Senator Torricelli, because he accepted "gifts" from David
Chang, a Chinese
lobbyist.
These days, accusing one member of Congress of the crime of
bribery is like
accusing one whore in a brothel of the crime of
prostitution. Charge
everyone or charge no one.
I do not vouch for the integrity or honesty of James
Traficant; I know not
the man. For today's purposes, I assume he is guilty.
But selective enforcement of the laws is a defense even if
the defendant did
commit the crime. The issue is not whether Traficant
accepted bribes.
Rather, the issue is why Traficant was prosecuted for
accepting bribes when
virtually every Congressman routinely accepts bribes.
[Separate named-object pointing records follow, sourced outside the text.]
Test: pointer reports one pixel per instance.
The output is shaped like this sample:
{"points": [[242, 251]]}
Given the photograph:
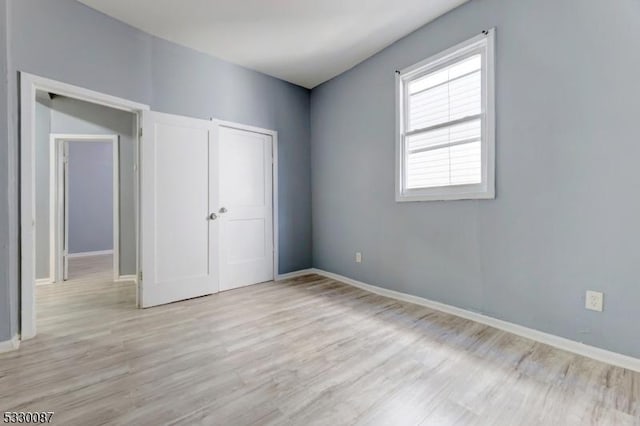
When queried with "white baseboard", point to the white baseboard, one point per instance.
{"points": [[588, 351], [10, 345], [90, 253], [44, 281], [295, 274]]}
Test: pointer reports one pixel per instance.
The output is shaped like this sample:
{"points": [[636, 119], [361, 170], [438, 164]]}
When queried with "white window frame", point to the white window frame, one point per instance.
{"points": [[485, 45]]}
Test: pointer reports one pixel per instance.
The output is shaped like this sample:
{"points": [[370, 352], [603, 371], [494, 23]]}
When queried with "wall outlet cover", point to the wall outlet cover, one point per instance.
{"points": [[594, 301]]}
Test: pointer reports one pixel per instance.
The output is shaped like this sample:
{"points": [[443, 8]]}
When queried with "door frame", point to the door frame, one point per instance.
{"points": [[60, 216], [29, 84], [274, 171]]}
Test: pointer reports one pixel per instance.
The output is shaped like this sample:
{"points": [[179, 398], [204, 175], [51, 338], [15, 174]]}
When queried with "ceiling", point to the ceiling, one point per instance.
{"points": [[306, 42]]}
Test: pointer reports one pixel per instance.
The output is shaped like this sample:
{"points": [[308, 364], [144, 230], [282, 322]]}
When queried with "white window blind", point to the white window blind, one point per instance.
{"points": [[444, 122]]}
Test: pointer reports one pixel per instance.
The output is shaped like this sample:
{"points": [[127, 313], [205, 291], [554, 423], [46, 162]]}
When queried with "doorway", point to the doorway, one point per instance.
{"points": [[85, 205], [169, 222]]}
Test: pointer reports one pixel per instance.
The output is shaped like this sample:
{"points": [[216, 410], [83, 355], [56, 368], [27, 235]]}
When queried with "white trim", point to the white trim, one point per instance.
{"points": [[602, 355], [294, 274], [125, 278], [483, 43], [274, 147], [10, 345], [29, 83], [56, 187], [92, 253]]}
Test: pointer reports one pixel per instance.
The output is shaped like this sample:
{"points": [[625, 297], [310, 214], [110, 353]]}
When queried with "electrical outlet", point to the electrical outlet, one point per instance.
{"points": [[594, 301]]}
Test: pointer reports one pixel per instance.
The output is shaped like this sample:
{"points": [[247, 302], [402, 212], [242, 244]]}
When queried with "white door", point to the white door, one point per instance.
{"points": [[179, 229], [246, 214]]}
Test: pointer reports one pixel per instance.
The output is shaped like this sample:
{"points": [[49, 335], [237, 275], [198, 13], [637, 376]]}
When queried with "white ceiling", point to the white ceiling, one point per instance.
{"points": [[306, 42]]}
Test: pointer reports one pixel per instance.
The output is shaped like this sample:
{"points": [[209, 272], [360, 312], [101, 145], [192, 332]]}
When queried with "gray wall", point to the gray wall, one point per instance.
{"points": [[8, 193], [90, 197], [43, 130], [67, 41], [568, 189]]}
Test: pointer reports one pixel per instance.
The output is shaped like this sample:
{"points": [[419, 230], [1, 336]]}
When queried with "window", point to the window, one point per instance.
{"points": [[445, 146]]}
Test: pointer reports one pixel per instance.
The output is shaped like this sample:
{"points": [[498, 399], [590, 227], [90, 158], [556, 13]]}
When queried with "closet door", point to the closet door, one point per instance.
{"points": [[246, 207], [179, 228]]}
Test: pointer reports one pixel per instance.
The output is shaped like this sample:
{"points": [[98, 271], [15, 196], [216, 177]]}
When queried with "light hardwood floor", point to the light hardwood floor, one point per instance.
{"points": [[300, 352]]}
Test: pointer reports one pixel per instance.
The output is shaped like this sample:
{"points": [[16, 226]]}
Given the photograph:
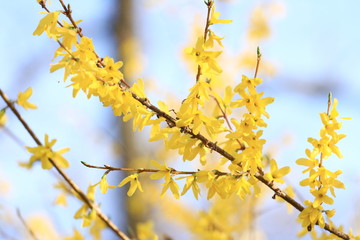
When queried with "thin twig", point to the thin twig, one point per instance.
{"points": [[258, 59], [209, 4], [149, 170], [31, 232], [213, 146], [71, 183]]}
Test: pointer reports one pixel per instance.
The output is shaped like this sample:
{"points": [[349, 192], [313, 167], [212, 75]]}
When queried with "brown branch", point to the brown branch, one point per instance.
{"points": [[71, 183], [224, 115], [139, 170], [149, 170], [213, 146]]}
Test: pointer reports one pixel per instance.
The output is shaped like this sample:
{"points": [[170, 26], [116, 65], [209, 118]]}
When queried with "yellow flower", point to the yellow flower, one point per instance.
{"points": [[191, 183], [215, 17], [311, 162], [311, 216], [321, 197], [48, 24], [23, 97], [44, 153], [275, 173], [134, 183], [170, 183]]}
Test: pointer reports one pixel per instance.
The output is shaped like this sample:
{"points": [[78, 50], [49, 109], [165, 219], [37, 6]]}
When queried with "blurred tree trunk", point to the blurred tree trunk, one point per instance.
{"points": [[124, 33]]}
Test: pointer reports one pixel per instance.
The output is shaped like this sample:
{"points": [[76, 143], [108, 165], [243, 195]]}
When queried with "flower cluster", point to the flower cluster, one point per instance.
{"points": [[322, 181], [45, 154]]}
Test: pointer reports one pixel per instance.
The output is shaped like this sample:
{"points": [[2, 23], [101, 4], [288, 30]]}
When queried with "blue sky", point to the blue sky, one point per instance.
{"points": [[314, 43]]}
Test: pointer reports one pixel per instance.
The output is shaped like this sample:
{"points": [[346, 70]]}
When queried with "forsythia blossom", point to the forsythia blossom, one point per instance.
{"points": [[322, 181], [23, 98], [44, 153]]}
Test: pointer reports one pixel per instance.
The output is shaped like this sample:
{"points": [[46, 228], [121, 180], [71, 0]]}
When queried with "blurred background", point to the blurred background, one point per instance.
{"points": [[309, 48]]}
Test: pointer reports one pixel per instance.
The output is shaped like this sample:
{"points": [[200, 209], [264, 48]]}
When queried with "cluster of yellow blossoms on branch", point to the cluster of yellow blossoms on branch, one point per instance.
{"points": [[321, 180], [190, 130]]}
The answer is that Congressman Traficant has no partisans
"behind the
curtain". A elected Democrat who often voted Republican,
Traficant was on
the "wrong" side of every issue - a Democratic populist on
NAFTA, fast
track" and MFN for Red China - a Republican populist on
partial birth
abortion. These positions made Traficant popular in his
blue collar
Youngstown, Ohio district. But in Washington D.C., he
occupied a political
no man's land - a fugitive from the Democrats whom the
Republicans refused
to harbor.
Unlike Traficant, Torricelli does have friends "behind the
curtain." Mary
Jo White, Clinton's favorite U.S. Attorney, declined to
prosecute him. But
Chang, his accuser, is already in prison. Torricelli would
not even have
been investigated but for his stupidity. Instead of simply
admitting that he
received valuable gifts from Chang, and then sanctimoniously
denying "there
was no quid pro quo", Toricelli denied under oath having
received gifts in
the first place. When evidence proved he was lying, an
investigation was
required to maintain the appearance of the system's
propriety. The
punishment meted out by the Senate Ethics Committee was
fittingly
Clintonesque. Clintonesque, because it was condemnation
without
consequences. Fitting, because it was Toricelli who was
among the leaders of
Clinton's Senate defense team in the 1998 impeachment
proceedings.
eXile will not routinely discuss the journalistic agenda.
The events of the
day command too much of our attention compared to the events
of the decade
or the events of a century. They distact us from the urgent
mission of
developing our own agenda, a counterrevolutionary agenda
that will preserve
Christians and Christianity, an agenda that will facilitate
our enemies'
self-destruction.
Today, we break this rule. The federal government's wildly
disparate
treatment of these two bribe-taking Congressmen is too
delicious a
contradiction to pass over. If the public wants to know the
real reasons
for it, they will have to ask the "men behind the curtains".
The problem is
that they have yet to hold a press conference.